Joy As a Crown - Isaiah 35:1-10 (Advent 3A)

    


        Let me start out this morning with what seems to be an obvious question - we are about two weeks from Christmas - how many of you are FILLED to the BRIM with JOY? Now, we are an authentic community, so let’s be real with one another - is there anyone here who can say they are overflowing with joy that we can come to you to be filled? 

It’s hard not to have your heart be moved by our scripture today - this whole 35th chapter of Isaiah. Even the title makes our ears perk up a little bit - the Joy of the Redeemed. Well, I’d like to be redeemed, and I’ll have some of that joy too, please? I’m pretty sure that’s what we are all doing here. Starting with this scene in the desert, that this land will be GLAD, and rejoice and blossom. Why? Because the Lord is coming. The barren, the weak, the scared, the sick, all will be redeemed. They will be able to wear this joy as a crown. Verse 10, especially the end, is one that I’d like to sear into my memory banks - “They will enter Zion with singing; everlasting joy will crown their heads. Gladness and joy will overtake them, and sorrow and sighing will flee away.” What a beautiful picture that is! 


Let’s also think about the context this is taking place in. So God’s people are released from bondage in Egypt with the help of Moses, then they’re wandering around for years and years. They’ve had a number of good kings, and then a number of bad kings, and things are starting to still be on the downward slide because both of their neighbors Assyria and Babylon have their eyes on conquering the Israelite people. So, in the midst of all of this, Isaiah has a vision, and this is a poem that helps give hope and joy to the people who are sorely in need of some good news. 


If you read the previous chapter too, it gives a different description of a land called Edom. Now, Edom is a different neighbor to the Israelites, and they are prophesied by Isaiah to go from prosperous to destruction. If we read these chapters together, we can get a real sense that God’s judgment on Edom is a direct line to God’s favor to Israel. Given that context, it’s hard to read that. It makes it a little uncomfortable because we would rather rejoice with Israel than to acknowledge that it comes with the sacrifice of Edom’s wickedness. Surely, there must be a way for all to receive deliverance. 


Deliverance can come by doing something new. God is doing a new thing here - and Isaiah is proclaiming that some of these old hopes with the need for new ones. They may have to do things they have never done before, they may have to step out in faith. 

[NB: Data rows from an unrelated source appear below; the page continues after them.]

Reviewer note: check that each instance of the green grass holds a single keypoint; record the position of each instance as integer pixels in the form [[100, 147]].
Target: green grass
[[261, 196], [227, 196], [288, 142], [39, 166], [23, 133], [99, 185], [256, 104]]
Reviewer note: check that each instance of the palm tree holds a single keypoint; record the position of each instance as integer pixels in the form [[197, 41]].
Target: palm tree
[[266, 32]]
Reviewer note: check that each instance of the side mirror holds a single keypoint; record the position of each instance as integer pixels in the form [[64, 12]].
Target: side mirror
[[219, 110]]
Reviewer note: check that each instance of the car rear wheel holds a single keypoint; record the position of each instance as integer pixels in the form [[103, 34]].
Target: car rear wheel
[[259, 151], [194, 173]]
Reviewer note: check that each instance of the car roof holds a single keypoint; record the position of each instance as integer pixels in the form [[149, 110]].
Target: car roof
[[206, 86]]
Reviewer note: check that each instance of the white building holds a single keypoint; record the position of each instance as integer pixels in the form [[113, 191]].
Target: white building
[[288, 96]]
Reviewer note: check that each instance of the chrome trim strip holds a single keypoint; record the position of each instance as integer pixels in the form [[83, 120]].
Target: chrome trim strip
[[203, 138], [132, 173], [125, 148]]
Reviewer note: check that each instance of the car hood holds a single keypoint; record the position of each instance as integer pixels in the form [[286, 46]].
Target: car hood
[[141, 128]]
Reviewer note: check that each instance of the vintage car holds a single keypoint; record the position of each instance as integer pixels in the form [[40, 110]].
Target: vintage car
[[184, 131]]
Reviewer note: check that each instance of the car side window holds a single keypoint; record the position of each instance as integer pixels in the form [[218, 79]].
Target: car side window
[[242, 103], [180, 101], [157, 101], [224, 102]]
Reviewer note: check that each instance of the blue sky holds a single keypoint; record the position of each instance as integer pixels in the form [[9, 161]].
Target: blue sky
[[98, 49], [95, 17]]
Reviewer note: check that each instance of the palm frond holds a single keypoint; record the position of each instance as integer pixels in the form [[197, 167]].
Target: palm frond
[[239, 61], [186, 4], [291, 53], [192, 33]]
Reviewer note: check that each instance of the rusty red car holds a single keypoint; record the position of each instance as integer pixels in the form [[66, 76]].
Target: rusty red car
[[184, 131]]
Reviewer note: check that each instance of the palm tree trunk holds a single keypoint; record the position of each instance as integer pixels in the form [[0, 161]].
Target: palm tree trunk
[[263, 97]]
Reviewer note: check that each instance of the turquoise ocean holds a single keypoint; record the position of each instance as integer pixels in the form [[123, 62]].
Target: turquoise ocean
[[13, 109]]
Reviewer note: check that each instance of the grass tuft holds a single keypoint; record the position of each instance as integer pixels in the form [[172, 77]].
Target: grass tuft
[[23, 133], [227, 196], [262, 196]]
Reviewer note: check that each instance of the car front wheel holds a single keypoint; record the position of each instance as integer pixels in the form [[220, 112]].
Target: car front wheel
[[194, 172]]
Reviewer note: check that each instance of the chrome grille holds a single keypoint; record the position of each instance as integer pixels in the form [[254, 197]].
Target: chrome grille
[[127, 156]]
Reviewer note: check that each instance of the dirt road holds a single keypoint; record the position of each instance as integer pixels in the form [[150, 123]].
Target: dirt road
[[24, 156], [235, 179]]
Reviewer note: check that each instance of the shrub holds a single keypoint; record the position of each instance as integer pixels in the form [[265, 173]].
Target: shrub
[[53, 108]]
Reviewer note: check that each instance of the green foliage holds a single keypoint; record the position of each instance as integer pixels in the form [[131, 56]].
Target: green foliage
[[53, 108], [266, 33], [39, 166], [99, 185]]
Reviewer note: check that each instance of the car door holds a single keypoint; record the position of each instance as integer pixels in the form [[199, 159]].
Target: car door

Thinking about our speaker this morning and the people Church World Service serves, it makes me wonder how I got here. It reminded me of a book I recently read called, “Rich Christians in an Age of Hunger” - I featured it in the November newsletter. Anyway - there was a quote in it that may get to the heart of this. The people that are in the Church World Service program, they’re not so different from us. They wake up, get dressed, and have aches and pains. They have hopes and dreams, fears and sorrows, prayers and complaints. But when someone came to them and said, I can help you with a better life. I can help you get some extra income with these chickens, or I could help get you fresh water, or I could help you clean up after that hurricane. And in that next moment, there is an obvious choice. Do you say yes or no? Depending on how stubborn you are, the answer could be no. Your family has been on a certain land for generations, and no one else is coming in here to try and push me and my family off my land. That is kind of a western idea, but I’m sure in the developing world, that idea is unfortunately becoming more common. But to say yes, you open yourself up to a shift in your world. Sure, it could be about a chicken, or a well, or what have you… Or it could be about a relationship. A relationship which can be more than anything you ever dreamed, especially if there is a connection with Christ in the middle. The chickens could create a way for sustainable nutrition or even income through farming. The well could reduce disease and provide clean source of water which is so life giving. We take so much for granted in this country what it’s like having clean water whenever we want it. 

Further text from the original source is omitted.